A AMPTP (sigla em inglês para “Aliança de Produtores de Cinema e Televisão”, em tradução livre), que representa os estúdios, disse, na noite de segunda-feira (1º) que ofereceu “aumentos generosos na compensação” aos roteiristas. Mas os dois lados não conseguiram chegar a um acordo.
As empresas de mídia enfrentam cenário econômico difícil. Conglomerados estão sob pressão de Wall Street para tornar seus serviços de streaming lucrativos, após investirem bilhões de dólares em programação para atrair assinantes.
Aumento do streaming levou ao declínio da receita de anúncios de televisão, à medida que o público da TV tradicional encolhe e anunciantes vão para outro lugar. Além disso, a ameaça de uma recessão na maior economia do mundo também se aproxima.
A última greve do WGA, entre 2007 e 2008, custou à economia da Califórnia cerca de US$ 2,1 bilhões (R$ 10,5 bilhões). Isso porque produções foram encerradas e roteiristas, atores e produtores ficaram desempregados, para cortar gastos.
Contexto
Roteiristas de Hollywood alegam que sofreram financeiramente durante boom das plataformas de streaming (Imagem: raindog808/Flickr)
Os produtores estavam preparados para aumentar suas ofertas de salários mais altos, disse a AMPTP. Mas “não estavam dispostos a fazê-lo por causa da magnitude de outras propostas ainda sobre a mesa nas quais o sindicato continua insistindo”.
Os principais pontos de discórdia, segundo a Aliança, eram propostas que “exigiriam que uma empresa contratasse um certo número de escritores para um programa por um período de tempo especificado, seja necessário ou não”.
Já o sindicato alegou que as respostas dos estúdios às suas propostas “foram totalmente insuficientes, dada a crise existencial que os escritores estão enfrentando”. “As empresas quebraram esse negócio. Eles tiraram muito das próprias pessoas, os escritores, que os tornaram ricos”, acrescentou.
Escritores dizem que sofreram financeiramente durante o boom do streaming de TV, em parte devido a temporadas mais curtas e pagamentos menores.

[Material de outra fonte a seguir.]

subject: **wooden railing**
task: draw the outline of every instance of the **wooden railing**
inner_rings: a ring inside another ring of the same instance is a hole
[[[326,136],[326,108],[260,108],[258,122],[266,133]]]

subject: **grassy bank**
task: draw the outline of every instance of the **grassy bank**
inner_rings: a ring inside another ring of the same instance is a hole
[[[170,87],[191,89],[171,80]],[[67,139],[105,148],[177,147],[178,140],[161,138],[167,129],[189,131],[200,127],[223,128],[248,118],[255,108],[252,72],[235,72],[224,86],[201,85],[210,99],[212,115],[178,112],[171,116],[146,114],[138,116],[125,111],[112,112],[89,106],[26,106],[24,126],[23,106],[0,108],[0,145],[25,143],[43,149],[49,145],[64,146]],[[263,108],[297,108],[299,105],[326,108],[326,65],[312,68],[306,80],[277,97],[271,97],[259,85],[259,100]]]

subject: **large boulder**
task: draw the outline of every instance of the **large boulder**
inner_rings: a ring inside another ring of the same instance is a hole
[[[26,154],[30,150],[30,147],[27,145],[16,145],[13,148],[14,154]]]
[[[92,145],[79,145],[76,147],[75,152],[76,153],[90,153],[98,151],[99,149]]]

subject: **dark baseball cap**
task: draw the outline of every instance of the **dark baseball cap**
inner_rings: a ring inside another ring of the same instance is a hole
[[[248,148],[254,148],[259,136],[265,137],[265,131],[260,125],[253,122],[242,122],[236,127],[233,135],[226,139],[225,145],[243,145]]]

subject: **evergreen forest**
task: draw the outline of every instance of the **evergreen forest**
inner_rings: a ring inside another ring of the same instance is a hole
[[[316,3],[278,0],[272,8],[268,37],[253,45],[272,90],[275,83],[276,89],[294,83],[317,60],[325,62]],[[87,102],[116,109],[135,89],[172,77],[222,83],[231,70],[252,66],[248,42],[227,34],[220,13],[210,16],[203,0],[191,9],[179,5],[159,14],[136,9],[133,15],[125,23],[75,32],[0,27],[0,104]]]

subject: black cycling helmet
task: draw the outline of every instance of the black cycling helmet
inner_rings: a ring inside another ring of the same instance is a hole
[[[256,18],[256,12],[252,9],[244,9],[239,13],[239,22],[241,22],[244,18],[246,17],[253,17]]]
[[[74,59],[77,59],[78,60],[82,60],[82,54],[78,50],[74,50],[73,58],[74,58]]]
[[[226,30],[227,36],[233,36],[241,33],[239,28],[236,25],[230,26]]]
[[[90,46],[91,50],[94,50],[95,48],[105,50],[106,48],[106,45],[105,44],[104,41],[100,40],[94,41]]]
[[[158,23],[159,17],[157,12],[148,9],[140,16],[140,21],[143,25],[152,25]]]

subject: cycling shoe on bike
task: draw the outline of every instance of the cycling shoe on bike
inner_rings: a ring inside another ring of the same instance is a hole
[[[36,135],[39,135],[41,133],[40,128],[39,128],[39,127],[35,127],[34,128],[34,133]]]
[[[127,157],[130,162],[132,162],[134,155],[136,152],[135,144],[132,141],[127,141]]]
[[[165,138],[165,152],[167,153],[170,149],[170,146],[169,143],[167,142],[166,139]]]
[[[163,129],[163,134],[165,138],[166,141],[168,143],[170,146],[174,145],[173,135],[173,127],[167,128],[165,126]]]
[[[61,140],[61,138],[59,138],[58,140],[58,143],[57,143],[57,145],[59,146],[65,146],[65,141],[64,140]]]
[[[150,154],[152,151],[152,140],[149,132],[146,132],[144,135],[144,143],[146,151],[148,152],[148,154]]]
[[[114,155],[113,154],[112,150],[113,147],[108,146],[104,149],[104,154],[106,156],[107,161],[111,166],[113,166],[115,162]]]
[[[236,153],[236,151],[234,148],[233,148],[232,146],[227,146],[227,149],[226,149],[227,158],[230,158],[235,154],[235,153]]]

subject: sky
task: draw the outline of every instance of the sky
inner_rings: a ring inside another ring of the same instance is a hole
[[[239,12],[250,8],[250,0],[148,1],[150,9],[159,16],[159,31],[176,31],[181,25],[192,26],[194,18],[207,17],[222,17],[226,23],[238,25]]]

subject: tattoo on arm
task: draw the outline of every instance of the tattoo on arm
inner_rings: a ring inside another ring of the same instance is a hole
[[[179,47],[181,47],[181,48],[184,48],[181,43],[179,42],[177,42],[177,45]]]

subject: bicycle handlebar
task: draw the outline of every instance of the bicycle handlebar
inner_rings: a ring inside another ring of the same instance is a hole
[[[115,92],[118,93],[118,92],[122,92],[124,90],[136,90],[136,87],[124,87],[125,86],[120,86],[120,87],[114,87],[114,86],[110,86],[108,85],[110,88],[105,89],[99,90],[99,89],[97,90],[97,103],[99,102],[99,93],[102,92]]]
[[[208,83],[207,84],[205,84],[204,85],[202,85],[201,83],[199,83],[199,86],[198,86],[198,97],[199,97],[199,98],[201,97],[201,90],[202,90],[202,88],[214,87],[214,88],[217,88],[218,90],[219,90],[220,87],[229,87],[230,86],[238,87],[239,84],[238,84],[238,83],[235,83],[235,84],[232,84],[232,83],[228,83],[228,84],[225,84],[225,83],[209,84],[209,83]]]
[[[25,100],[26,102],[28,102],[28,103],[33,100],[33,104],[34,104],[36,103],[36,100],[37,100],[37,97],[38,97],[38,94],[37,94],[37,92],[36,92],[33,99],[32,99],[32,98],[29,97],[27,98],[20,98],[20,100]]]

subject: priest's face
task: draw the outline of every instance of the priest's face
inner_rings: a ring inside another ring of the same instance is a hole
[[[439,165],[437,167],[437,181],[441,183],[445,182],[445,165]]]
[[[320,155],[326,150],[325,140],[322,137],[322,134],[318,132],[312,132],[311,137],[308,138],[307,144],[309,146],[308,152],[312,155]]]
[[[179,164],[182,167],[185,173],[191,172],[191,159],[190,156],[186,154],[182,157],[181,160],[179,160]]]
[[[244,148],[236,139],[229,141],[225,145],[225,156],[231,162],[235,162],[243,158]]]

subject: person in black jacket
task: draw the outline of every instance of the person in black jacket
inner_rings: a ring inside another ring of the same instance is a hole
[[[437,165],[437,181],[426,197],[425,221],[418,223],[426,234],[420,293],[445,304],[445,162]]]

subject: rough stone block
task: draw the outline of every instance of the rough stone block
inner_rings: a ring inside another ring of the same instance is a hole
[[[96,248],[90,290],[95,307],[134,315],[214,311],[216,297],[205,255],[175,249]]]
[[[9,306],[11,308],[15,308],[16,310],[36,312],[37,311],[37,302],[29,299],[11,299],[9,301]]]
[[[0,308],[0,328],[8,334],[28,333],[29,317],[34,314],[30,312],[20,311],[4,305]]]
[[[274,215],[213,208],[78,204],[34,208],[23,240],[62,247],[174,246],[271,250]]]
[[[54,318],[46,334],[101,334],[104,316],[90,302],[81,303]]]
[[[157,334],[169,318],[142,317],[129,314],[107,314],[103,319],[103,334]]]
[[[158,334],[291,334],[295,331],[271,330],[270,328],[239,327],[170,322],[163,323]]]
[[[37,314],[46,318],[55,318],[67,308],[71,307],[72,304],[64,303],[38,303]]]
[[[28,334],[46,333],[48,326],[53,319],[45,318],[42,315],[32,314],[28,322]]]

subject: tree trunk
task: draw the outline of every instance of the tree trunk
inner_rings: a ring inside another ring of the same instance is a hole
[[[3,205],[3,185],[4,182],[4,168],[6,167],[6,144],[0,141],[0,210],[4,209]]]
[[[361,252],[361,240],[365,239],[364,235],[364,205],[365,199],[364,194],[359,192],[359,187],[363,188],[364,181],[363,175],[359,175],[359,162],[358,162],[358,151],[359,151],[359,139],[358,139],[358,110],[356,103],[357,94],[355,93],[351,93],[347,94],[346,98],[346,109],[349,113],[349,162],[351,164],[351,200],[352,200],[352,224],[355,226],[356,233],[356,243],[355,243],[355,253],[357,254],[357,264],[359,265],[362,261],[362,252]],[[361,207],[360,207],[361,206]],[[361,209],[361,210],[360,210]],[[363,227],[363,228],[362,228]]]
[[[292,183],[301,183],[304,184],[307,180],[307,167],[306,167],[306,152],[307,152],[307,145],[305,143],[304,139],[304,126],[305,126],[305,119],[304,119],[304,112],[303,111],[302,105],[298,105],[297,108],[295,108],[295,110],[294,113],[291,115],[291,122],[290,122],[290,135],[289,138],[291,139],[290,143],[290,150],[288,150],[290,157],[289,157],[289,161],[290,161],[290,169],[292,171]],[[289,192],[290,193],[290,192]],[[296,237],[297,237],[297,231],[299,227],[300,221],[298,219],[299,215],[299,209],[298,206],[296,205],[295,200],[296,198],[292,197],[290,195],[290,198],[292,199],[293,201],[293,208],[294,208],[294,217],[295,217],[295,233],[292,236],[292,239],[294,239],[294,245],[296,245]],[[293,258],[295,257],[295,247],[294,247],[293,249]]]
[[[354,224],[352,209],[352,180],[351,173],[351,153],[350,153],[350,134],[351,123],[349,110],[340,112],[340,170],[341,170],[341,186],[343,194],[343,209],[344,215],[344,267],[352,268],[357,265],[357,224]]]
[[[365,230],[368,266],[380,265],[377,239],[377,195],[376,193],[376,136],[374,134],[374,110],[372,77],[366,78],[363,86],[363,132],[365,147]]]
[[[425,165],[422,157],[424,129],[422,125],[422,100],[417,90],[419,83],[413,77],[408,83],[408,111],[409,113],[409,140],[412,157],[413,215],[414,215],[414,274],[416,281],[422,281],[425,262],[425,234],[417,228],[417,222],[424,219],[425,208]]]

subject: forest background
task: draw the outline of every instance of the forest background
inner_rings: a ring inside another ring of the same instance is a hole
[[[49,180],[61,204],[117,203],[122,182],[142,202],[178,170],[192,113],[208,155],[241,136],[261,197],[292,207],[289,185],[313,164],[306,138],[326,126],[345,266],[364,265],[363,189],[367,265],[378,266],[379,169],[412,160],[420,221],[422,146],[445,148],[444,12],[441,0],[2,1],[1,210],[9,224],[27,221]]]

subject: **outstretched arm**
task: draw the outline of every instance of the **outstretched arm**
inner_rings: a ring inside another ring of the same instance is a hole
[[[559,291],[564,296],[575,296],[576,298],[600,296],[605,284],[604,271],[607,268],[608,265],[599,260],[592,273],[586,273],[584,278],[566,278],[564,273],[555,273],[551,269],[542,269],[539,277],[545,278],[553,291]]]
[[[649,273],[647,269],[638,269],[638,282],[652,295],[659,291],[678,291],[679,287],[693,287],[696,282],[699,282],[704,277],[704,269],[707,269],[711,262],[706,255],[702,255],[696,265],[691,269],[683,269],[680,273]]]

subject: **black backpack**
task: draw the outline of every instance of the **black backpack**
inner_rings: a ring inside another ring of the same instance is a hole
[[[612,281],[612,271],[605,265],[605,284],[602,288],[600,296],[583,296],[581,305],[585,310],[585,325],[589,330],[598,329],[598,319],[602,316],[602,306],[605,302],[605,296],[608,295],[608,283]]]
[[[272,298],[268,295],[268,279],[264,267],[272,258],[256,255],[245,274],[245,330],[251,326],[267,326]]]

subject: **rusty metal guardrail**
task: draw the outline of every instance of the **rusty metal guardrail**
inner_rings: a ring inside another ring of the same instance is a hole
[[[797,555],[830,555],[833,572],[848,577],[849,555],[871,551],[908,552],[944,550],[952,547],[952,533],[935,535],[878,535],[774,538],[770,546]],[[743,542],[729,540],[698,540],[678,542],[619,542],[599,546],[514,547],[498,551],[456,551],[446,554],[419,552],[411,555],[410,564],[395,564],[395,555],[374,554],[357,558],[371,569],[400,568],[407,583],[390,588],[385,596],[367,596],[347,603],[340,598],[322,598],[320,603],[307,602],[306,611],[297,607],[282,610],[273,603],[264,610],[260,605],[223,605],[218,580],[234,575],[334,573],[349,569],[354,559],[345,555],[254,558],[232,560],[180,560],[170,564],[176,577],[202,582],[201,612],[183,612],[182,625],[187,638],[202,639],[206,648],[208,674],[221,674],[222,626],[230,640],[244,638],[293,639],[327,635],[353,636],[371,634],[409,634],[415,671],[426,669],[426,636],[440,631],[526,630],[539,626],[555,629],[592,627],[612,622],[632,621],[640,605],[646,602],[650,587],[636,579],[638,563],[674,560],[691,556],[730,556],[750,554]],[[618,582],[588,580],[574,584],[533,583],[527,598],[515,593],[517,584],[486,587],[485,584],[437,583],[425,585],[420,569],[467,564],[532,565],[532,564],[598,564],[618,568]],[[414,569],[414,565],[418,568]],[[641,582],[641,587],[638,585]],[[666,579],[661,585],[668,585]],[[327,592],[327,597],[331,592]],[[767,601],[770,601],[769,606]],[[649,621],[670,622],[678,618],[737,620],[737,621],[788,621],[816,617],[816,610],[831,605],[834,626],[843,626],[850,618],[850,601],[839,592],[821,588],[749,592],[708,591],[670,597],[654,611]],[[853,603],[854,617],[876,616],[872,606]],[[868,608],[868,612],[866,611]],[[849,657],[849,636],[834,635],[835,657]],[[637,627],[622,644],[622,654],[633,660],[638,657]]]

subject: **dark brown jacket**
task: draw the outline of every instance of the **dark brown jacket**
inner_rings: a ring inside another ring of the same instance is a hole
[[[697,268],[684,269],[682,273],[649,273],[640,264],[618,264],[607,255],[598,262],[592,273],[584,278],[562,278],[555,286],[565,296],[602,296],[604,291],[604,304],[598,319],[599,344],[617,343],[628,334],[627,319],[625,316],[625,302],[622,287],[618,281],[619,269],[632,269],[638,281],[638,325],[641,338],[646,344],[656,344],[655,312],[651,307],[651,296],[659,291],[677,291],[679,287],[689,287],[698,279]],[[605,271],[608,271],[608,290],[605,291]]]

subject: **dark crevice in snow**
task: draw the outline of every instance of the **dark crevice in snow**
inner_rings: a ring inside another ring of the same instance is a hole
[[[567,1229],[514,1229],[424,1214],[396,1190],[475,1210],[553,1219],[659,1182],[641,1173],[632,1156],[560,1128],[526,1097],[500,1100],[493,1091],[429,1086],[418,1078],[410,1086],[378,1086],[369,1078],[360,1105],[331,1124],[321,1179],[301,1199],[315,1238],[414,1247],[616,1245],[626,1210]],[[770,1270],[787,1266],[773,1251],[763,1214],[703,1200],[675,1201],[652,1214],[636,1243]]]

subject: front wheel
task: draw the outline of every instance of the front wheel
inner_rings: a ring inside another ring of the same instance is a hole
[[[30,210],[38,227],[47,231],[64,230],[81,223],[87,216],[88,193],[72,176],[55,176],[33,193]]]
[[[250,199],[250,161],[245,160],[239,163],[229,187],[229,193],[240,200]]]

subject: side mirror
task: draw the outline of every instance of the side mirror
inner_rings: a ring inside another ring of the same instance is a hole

Metade dos roteiristas de séries de TV agora trabalha com salários mínimos, em comparação com um terço na temporada 2013-14, de acordo com as estatísticas do WGA. O pagamento médio para profissionais no nível mais alto de escritor/produtor caiu 4% na última década.
IA entra em cena
WGA quer salvaguardas para que IA não gere roteiros a partir do trabalho anterior de roteiristas (Imagem: Reprodução/Harvard Gazette)
A IA (inteligência artificial) é outra questão na mesa de negociações. O sindicato quer salvaguardas para impedir que estúdios usem IA para gerar novos scripts a partir do trabalho anterior dos roteiristas. Escritores também querem garantir que não sejam solicitados a reescrever rascunhos de scripts criados pela IA.
Até que conflitos sejam resolvidos, parte da programação da TV será interrompida. Programas noturnos, como “Jimmy Kimmel Live” e “The Tonight Show with Jimmy Fallon“, que usam equipes de roteiristas para escrever piadas, devem interromper imediatamente a produção.
Isso significa que novos episódios não estarão disponíveis durante horários tradicionais da TV ou nos serviços de streaming que os disponibilizam no dia seguinte.
Mais à frente, a greve pode atrasar a temporada de outono estadunidense da TV. Escrever para shows de outono normalmente começa em maio ou junho. Se a paralisação do trabalho se prolongar, redes preencherão cada vez mais suas linhas de programação com reality shows improvisados e reprises.
Uma paralisação prolongada da produção também pode ser prejudicial para as economias locais, principalmente para os trabalhadores que ajudam a apoiar as produções, como motoristas, lavanderias de fantasias, fornecedores, carpinteiros e madeireiros.
A Netflix pode estar isolada de qualquer impacto imediato, por conta do seu foco global e acesso a instalações de produção fora dos EUA.